# Suggestions of RCI Resort for novice skiers



## montyny (Oct 30, 2007)

Hello,
I was wondering if anyone had recommendations for an RCI resort that would be good for a family trip where no one currently skis! I'm considering the February 2008 time frame, NY, PA, MA, VT type areas. 

If such a thing exists, it would be nice to have a resort where all the equipment was included and I didn't have to shell out $$$$ on top of the points for the exchange.

Thanks - Bryan.


----------



## beejaybeeohio (Oct 30, 2007)

*Late to request, but*

I would suggest trying to go for PeeknPeak in Western NY or Northshore at Chautauqua which is near to 3 ski resorts (including P&P)  

I highly doubt you will find a trade at this late date, but you might check out www.pknpk.com and contact their real estate department.  We got a free weekend to help us decide on buying there, which obviously we did, and for beginner skiers all you may need is a weekend!

Fageddabout equipment/lessons/lift tickets included in a t/s trade!


----------



## JUDIE25 (Oct 31, 2007)

I don't think there is a resort where the equipment is included.  We own 2 weeks in Stowe, Vermont and the most daunting thing is the price of the lift tickets. 

I can recommend Bentley Brook because the base at Jiminy Peak is within walking distance.  There is also a tubing park near if some of the family members tire of skiing.  The lift tickets are fairly reasonable, with special prices for teens, juniors (6-12), toddlers and lower prices on rentals.

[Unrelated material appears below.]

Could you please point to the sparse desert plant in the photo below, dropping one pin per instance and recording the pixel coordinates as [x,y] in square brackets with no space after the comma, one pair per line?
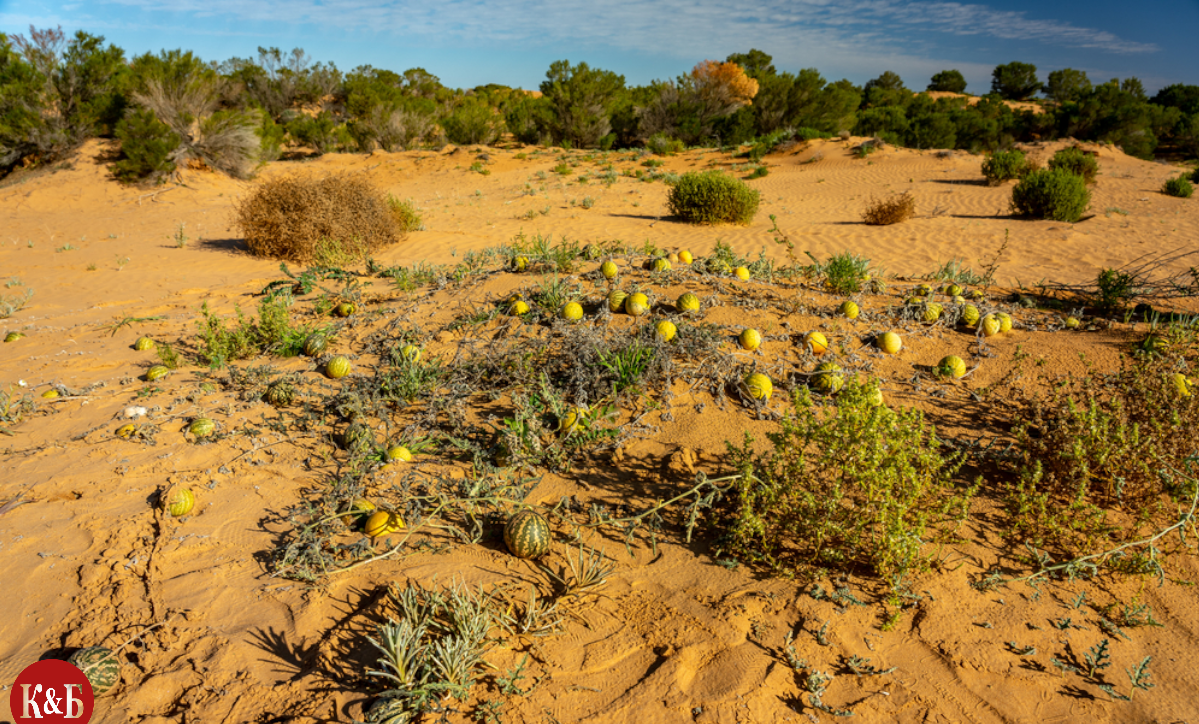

Another tip for rentals would be to rent from your local ski shop.  Because they want you to try skiing, usually their rental prices are competitive. 

www.jiminypeak.com


----------



## AKE (Nov 1, 2007)

It wouldn't make sense to include skis and lift tickets in with an exchange because skis are so 'personal' (like shoes) and I may want to go to a resort in the winter but not ski every day.  However, most ski hills do offer a combo lesson + equipment package for beginners though these aren't cheap when you multiply it for a family.  Another option is Massanutten where you used to be able to buy an activity card (used to be $99/person/week) and this gave you a significant discount off skiing and rentals BUT I don't know if this is still valid or what the discounts now are.


----------



## helenbarnett1963 (Nov 1, 2007)

*how about Smugglers Notch...*

Smugglers notch woudl be ideal for you.  It is totally geared up for families, the kids camps and adult beginner lessons are awesome, and if anyone doesn't want to ski any time there are numerous other activities on site.

May be a bit late for an exchange for Feb 2008, but if you avoid Presidents Week and are using points you may have a chance.

Lift tickets etc are expensive everywhere, but at smuggs you can get a discount package where lift tickets and equipemnt rentals are inclduded with the kids camp, for instance.  Check out their website www.smuggs.com for all the info about the resort.

If you exchange in to the resort you woudl have to pay the 'facilities fee', but that gives disocunts on rentals etc

PM me if you have any questions


----------



## DanM (Nov 1, 2007)

I am assuming one or two young kids. You want someplace with room to relax or play off the mountain, and at or close to the slopes. Carrying equipment around kills kids and beginners. Your two best choices with current 2-bedroom availability in February are Bentley Brook in Massachusetts and different resorts at Attitash in New Hampshire. Smugglers would be great if it were available, but it won't be.

On the one hand, Jiminy Peak (Bentley Brook) is a perfect beginner mountain and it's a real easy drive from New York. There is not a lot to do in the area if you decide not to ski, and restaurant choices are limited.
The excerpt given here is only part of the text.